What I mean by that is that it's often interesting to see exactly which
sub-directories are impacted by a patch, and to what degree - even if you
don't perhaps care so much about the individual files themselves.
What makes the concept more interesting is that the "impact" is often
hierarchical: in the kernel, for example, something could either have a
very localized impact to "fs/ext3/" and then it's interesting to see that
such a patch changes mostly that subdirectory, but you could have another
patch that changes some generic VFS-layer issue which affects _many_
subdirectories that are all under "fs/", but none - or perhaps just a
couple of them - of the individual filesystems are interesting in
themselves.
So what commonly happens is that you may have big changes in a specific
sub-subdirectory, but still also significant separate changes to the
subdirectory leading up to that - maybe you have significant VFS-level
changes, but *also* changes under that VFS layer in the NFS-specific
directories, for example. In that case, you do want the low-level parts
that are significant to show up, but then the insignificant ones should
show up as under the more generic top-level directory.
This patch shows all of that with "--dirstat". The output can be either
something simple like
commit 81772fe...
Author: Thomas Gleixner <tglx@linutronix.de>
Date: Sun Feb 10 23:57:36 2008 +0100
x86: remove over noisy debug printk
pageattr-test.c contains a noisy debug printk that people reported.
The condition under which it prints (randomly tapping into a mem_map[]
hole and not being able to c_p_a() there) is valid behavior and not
interesting to report.
Remove it.
Signed-off-by: Thomas Gleixner <tglx@linutronix.de>
Acked-by: Ingo Molnar <mingo@elte.hu>
Signed-off-by: Linus Torvalds <torvalds@linux-foundation.org>
100.0% arch/x86/mm/
or something much more complex like
commit e231c2e...
Author: David Howells <dhowells@redhat.com>
Date: Thu Feb 7 00:15:26 2008 -0800
Convert ERR_PTR(PTR_ERR(p)) instances to ERR_CAST(p)
20.5% crypto/
7.6% fs/afs/
7.6% fs/fuse/
7.6% fs/gfs2/
5.1% fs/jffs2/
5.1% fs/nfs/
5.1% fs/nfsd/
7.6% fs/reiserfs/
15.3% fs/
7.6% net/rxrpc/
10.2% security/keys/
where that latter example is an example of significant work in some
individual fs/*/ subdirectories (like the patches to reiserfs accounting
for 7.6% of the whole), but then discounting those individual filesystems,
there's also 15.3% other "random" things that weren't worth reporting on
their oen left over under fs/ in general (either in that directory itself,
or in subdirectories of fs/ that didn't have enough changes to be reported
individually).
I'd like to stress that the "15.3% fs/" mentioned above is the stuff that
is under fs/ but that was _not_ significant enough to report on its own.

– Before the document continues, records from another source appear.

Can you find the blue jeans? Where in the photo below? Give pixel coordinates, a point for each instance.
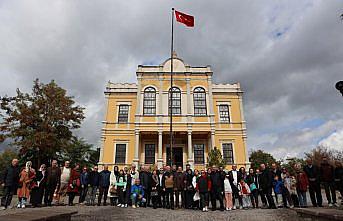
(302, 198)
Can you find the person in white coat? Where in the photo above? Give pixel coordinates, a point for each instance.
(228, 193)
(112, 192)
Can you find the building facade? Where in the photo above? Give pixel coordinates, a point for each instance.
(205, 115)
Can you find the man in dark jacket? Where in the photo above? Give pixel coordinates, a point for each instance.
(179, 179)
(168, 187)
(10, 183)
(217, 191)
(327, 179)
(266, 185)
(93, 184)
(53, 182)
(235, 177)
(312, 172)
(145, 178)
(104, 184)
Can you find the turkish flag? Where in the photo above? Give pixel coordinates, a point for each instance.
(188, 20)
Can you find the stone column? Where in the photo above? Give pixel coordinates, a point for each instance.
(136, 157)
(213, 142)
(190, 149)
(160, 150)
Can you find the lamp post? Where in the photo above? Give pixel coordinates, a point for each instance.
(339, 86)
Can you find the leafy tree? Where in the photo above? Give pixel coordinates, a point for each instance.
(215, 158)
(40, 123)
(78, 151)
(257, 157)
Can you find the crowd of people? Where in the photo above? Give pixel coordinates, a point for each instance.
(173, 187)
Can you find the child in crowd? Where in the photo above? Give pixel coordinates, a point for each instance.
(244, 192)
(278, 186)
(204, 187)
(228, 193)
(293, 191)
(121, 188)
(137, 194)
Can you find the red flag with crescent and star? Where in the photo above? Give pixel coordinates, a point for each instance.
(188, 20)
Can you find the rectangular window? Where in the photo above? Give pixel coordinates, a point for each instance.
(123, 114)
(228, 153)
(149, 153)
(224, 114)
(199, 157)
(120, 153)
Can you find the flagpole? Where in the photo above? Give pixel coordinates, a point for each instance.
(171, 90)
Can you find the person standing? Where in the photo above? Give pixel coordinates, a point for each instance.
(104, 184)
(260, 192)
(121, 188)
(204, 186)
(26, 177)
(302, 183)
(189, 192)
(313, 175)
(327, 179)
(339, 178)
(53, 176)
(73, 184)
(10, 183)
(217, 190)
(161, 194)
(168, 187)
(113, 191)
(65, 177)
(37, 191)
(93, 185)
(228, 193)
(84, 179)
(155, 186)
(145, 180)
(266, 184)
(251, 181)
(179, 190)
(235, 176)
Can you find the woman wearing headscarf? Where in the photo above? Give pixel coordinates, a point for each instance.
(26, 178)
(39, 183)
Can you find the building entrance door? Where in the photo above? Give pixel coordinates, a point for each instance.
(177, 156)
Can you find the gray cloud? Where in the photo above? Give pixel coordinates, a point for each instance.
(286, 54)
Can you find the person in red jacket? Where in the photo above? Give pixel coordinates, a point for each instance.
(203, 187)
(73, 184)
(302, 184)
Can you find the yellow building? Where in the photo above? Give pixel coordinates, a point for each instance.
(205, 115)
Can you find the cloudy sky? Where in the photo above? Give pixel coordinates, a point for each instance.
(286, 54)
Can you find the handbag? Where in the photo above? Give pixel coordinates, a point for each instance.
(113, 190)
(196, 196)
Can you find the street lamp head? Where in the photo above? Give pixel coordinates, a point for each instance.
(339, 86)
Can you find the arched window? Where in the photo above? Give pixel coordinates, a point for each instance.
(199, 99)
(176, 98)
(149, 102)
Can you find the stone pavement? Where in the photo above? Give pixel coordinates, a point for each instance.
(129, 214)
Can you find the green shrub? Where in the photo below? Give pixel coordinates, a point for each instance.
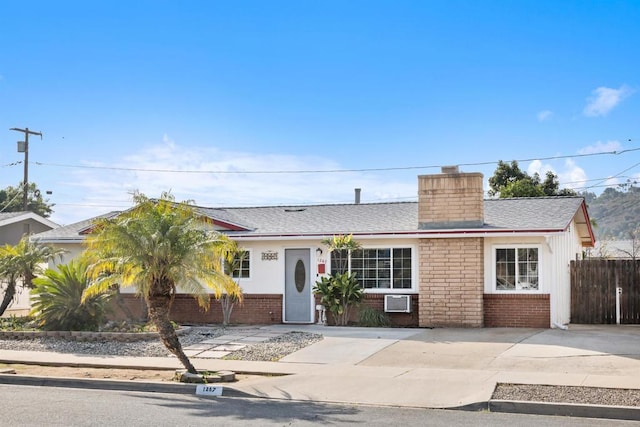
(371, 317)
(16, 323)
(57, 300)
(339, 293)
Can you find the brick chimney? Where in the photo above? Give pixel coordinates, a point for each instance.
(451, 199)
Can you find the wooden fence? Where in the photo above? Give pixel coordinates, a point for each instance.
(593, 291)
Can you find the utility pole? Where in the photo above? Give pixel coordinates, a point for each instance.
(25, 184)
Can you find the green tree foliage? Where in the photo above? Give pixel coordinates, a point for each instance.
(19, 265)
(57, 300)
(232, 292)
(509, 180)
(11, 200)
(341, 291)
(156, 247)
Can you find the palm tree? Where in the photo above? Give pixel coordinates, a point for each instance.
(156, 247)
(23, 262)
(57, 301)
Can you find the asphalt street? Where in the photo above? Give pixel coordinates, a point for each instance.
(47, 406)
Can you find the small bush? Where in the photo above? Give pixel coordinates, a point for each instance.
(371, 317)
(17, 323)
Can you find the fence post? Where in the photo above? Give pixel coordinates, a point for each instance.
(618, 293)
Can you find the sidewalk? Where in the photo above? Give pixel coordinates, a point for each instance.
(430, 368)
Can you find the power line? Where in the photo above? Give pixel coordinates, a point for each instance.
(312, 171)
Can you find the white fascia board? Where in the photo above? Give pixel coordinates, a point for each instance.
(396, 235)
(29, 215)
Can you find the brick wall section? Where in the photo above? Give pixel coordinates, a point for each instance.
(447, 200)
(517, 311)
(451, 282)
(255, 309)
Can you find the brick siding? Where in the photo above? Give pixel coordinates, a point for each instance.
(255, 309)
(517, 311)
(451, 282)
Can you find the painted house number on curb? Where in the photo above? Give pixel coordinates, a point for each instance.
(208, 390)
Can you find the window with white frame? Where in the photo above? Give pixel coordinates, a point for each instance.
(517, 269)
(376, 268)
(240, 267)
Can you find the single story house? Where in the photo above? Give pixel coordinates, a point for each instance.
(14, 225)
(451, 259)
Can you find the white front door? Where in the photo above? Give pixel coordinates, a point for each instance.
(298, 300)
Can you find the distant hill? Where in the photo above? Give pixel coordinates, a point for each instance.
(616, 213)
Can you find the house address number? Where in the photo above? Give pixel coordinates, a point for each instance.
(208, 390)
(269, 256)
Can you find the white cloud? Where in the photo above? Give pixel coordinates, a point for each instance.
(96, 191)
(604, 99)
(544, 115)
(601, 147)
(572, 176)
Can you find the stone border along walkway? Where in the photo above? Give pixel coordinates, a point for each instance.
(88, 336)
(221, 346)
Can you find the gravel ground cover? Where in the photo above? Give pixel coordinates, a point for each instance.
(567, 394)
(271, 350)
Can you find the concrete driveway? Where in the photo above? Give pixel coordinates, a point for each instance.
(440, 368)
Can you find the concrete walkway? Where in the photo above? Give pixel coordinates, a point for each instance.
(431, 368)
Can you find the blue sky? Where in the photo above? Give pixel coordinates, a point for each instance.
(377, 92)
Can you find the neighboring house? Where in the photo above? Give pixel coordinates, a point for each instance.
(450, 259)
(14, 225)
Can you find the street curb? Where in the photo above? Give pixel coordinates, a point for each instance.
(565, 409)
(102, 384)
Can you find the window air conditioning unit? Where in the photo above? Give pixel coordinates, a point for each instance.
(397, 303)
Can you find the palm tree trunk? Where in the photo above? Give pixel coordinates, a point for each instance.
(158, 309)
(9, 293)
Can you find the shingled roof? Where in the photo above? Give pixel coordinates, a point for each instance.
(536, 215)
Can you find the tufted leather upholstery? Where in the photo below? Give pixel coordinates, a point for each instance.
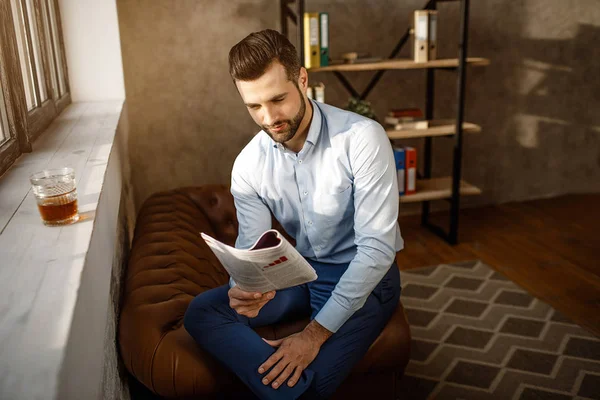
(170, 264)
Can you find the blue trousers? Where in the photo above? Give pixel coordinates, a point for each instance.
(230, 337)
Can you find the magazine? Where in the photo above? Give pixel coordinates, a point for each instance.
(272, 263)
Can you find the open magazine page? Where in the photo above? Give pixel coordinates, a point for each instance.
(271, 264)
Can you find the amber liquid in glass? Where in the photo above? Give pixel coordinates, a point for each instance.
(57, 209)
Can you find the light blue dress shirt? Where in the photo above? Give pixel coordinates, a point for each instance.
(338, 197)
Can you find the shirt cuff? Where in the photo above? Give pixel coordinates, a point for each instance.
(332, 316)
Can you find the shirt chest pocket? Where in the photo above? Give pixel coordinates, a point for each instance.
(334, 203)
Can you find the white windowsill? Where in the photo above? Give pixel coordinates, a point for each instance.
(41, 267)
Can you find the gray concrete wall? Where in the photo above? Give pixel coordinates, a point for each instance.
(537, 102)
(91, 364)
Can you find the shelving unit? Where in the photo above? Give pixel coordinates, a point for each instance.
(401, 64)
(428, 188)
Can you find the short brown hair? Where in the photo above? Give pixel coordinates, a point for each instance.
(250, 58)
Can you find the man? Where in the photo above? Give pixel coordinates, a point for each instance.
(328, 176)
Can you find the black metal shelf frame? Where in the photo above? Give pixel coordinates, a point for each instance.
(451, 236)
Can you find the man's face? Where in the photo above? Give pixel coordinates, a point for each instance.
(275, 103)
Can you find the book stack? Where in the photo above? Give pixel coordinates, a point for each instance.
(316, 40)
(406, 169)
(405, 118)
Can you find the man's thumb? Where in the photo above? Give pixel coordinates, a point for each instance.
(273, 343)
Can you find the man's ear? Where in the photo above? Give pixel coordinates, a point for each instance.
(303, 79)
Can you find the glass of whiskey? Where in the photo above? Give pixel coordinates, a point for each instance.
(56, 196)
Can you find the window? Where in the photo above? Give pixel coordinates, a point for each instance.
(33, 75)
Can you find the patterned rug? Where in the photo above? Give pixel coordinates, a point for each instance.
(477, 335)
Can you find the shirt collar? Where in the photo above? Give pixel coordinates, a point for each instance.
(313, 131)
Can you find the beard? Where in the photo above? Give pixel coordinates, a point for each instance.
(290, 125)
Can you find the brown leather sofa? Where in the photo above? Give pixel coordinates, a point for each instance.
(170, 264)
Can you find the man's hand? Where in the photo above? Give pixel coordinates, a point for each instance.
(248, 303)
(295, 353)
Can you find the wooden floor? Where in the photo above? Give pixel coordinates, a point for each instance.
(549, 247)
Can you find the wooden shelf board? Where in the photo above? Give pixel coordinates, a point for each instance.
(401, 64)
(436, 128)
(438, 189)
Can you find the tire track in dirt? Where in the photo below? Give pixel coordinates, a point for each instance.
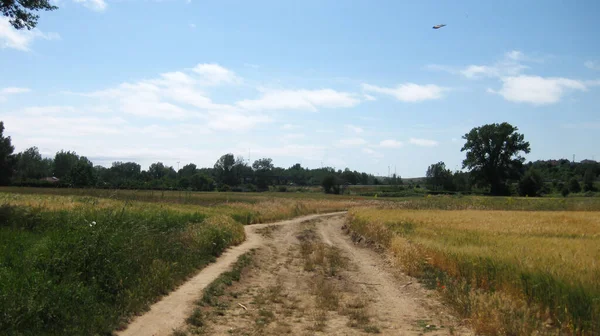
(171, 311)
(292, 289)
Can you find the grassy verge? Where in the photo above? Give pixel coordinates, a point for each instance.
(84, 271)
(510, 272)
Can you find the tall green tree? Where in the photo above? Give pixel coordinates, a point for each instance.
(64, 162)
(30, 164)
(439, 177)
(21, 13)
(6, 157)
(493, 154)
(82, 174)
(588, 180)
(263, 169)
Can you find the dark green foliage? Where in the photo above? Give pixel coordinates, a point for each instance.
(493, 154)
(565, 191)
(81, 272)
(574, 185)
(21, 13)
(331, 185)
(531, 183)
(6, 157)
(439, 178)
(588, 180)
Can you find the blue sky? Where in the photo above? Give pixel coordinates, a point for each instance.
(359, 84)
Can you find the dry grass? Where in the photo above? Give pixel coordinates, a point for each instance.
(509, 271)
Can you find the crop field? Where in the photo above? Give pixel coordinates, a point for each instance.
(81, 265)
(510, 272)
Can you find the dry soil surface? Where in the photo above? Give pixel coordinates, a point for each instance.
(307, 278)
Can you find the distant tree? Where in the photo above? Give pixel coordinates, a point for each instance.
(29, 164)
(262, 171)
(225, 170)
(82, 173)
(531, 183)
(438, 177)
(493, 154)
(331, 185)
(21, 12)
(187, 171)
(588, 180)
(64, 162)
(565, 191)
(201, 182)
(6, 157)
(574, 186)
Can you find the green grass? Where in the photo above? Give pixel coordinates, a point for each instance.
(83, 271)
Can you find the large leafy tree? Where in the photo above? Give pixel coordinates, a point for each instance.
(263, 170)
(6, 157)
(21, 12)
(64, 162)
(31, 165)
(439, 177)
(493, 154)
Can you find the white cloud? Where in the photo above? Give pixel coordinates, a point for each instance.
(11, 91)
(351, 142)
(289, 127)
(369, 97)
(509, 65)
(95, 5)
(372, 153)
(310, 100)
(354, 129)
(423, 142)
(409, 92)
(214, 74)
(391, 143)
(592, 65)
(537, 90)
(14, 90)
(21, 39)
(290, 136)
(234, 121)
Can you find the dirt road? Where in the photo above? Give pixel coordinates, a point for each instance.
(307, 278)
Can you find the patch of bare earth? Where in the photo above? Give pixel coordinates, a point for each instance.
(309, 278)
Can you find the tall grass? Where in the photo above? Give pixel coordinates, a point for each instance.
(81, 265)
(510, 272)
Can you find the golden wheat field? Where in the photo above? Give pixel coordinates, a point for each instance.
(544, 260)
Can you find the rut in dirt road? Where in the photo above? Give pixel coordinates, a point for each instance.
(171, 311)
(308, 278)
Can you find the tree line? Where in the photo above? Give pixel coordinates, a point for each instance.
(494, 162)
(68, 169)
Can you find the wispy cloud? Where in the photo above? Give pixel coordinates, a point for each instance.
(21, 39)
(592, 65)
(214, 74)
(409, 92)
(308, 100)
(95, 5)
(5, 92)
(354, 129)
(423, 142)
(391, 143)
(351, 142)
(537, 90)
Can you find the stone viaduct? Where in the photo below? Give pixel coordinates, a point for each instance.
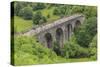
(59, 31)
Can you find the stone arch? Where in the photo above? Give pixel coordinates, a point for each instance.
(59, 37)
(48, 38)
(77, 24)
(69, 31)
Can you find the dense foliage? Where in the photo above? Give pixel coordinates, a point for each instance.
(82, 46)
(38, 18)
(28, 51)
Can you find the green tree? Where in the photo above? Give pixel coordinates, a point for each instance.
(17, 7)
(26, 13)
(93, 48)
(86, 32)
(38, 6)
(38, 18)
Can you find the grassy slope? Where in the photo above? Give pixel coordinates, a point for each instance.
(21, 25)
(28, 51)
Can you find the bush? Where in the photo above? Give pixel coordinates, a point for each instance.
(93, 48)
(28, 51)
(38, 6)
(86, 32)
(38, 18)
(26, 13)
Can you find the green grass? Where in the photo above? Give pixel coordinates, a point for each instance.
(28, 51)
(47, 11)
(21, 25)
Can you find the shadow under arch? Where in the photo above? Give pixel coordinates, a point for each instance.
(77, 25)
(49, 39)
(59, 37)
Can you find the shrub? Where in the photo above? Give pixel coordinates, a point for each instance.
(38, 6)
(86, 32)
(73, 50)
(93, 48)
(38, 18)
(26, 13)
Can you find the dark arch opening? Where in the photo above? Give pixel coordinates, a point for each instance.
(48, 38)
(59, 37)
(77, 24)
(69, 30)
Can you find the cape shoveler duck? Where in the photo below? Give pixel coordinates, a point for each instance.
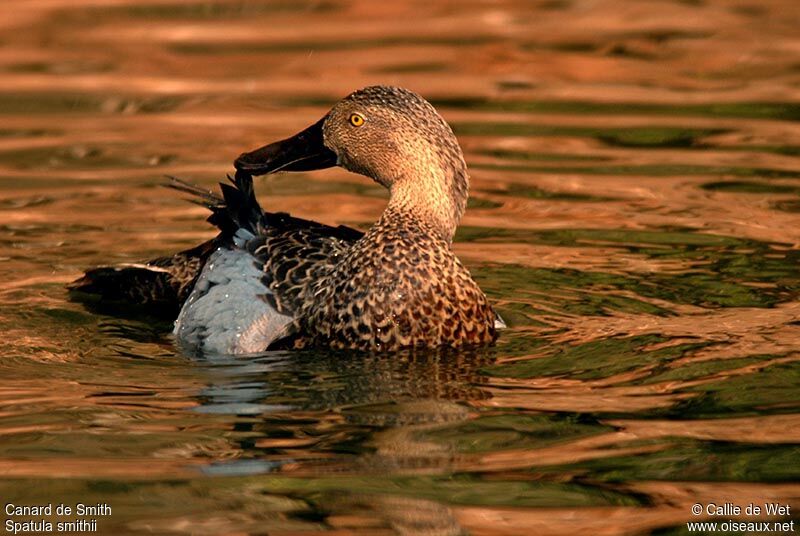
(269, 278)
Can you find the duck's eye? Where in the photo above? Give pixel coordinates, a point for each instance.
(356, 120)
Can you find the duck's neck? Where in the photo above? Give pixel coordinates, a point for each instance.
(435, 202)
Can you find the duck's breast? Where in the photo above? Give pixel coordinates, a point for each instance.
(230, 310)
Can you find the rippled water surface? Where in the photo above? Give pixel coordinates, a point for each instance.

So the above does _not_ mean that 15.3% of the work was under fs/ per se,
because that 15.3% does *not* include the already-reported 7.6% of afs,
7.6% of fuse etc.
If you want to enable "cumulative" directory statistics, you can use the
"--cumulative" flag, which adds up percentages recursively even when
they have been already reported for a sub-directory. That cumulative
output is disabled if *all* of the changes in one subdirectory come from
a deeper subdirectory, to avoid repeating subdirectories all the way to
the root.
For an example of the cumulative reporting, the above commit becomes
commit e231c2e...
Author: David Howells <dhowells@redhat.com>
Date: Thu Feb 7 00:15:26 2008 -0800
Convert ERR_PTR(PTR_ERR(p)) instances to ERR_CAST(p)
20.5% crypto/
7.6% fs/afs/
7.6% fs/fuse/
7.6% fs/gfs2/
5.1% fs/jffs2/
5.1% fs/nfs/
5.1% fs/nfsd/
7.6% fs/reiserfs/
61.5% fs/
7.6% net/rxrpc/
10.2% security/keys/
in which the commit percentages now obviously add up to much more than
100%: now the changes that were already reported for the sub-directories
under fs/ are then cumulatively included in the whole percentage of fs/
(ie now shows 61.5% as opposed to the 15.3% without the cumulative
reporting).
The default reporting limit has been arbitrarily set at 3%, which seems
to be a pretty good cut-off, but you can specify the cut-off manually by
giving it as an option parameter (eg "--dirstat=5" makes the cut-off be
at 5% instead)
NOTE! The percentages are purely about the total lines added and removed,
not anything smarter (or dumber) than that. Also note that you should not
generally expect things to add up to 100%: not only does it round down, we
don't report leftover scraps (they add up to the top-level change count,
but we don't even bother reporting that, it only reports subdirectories).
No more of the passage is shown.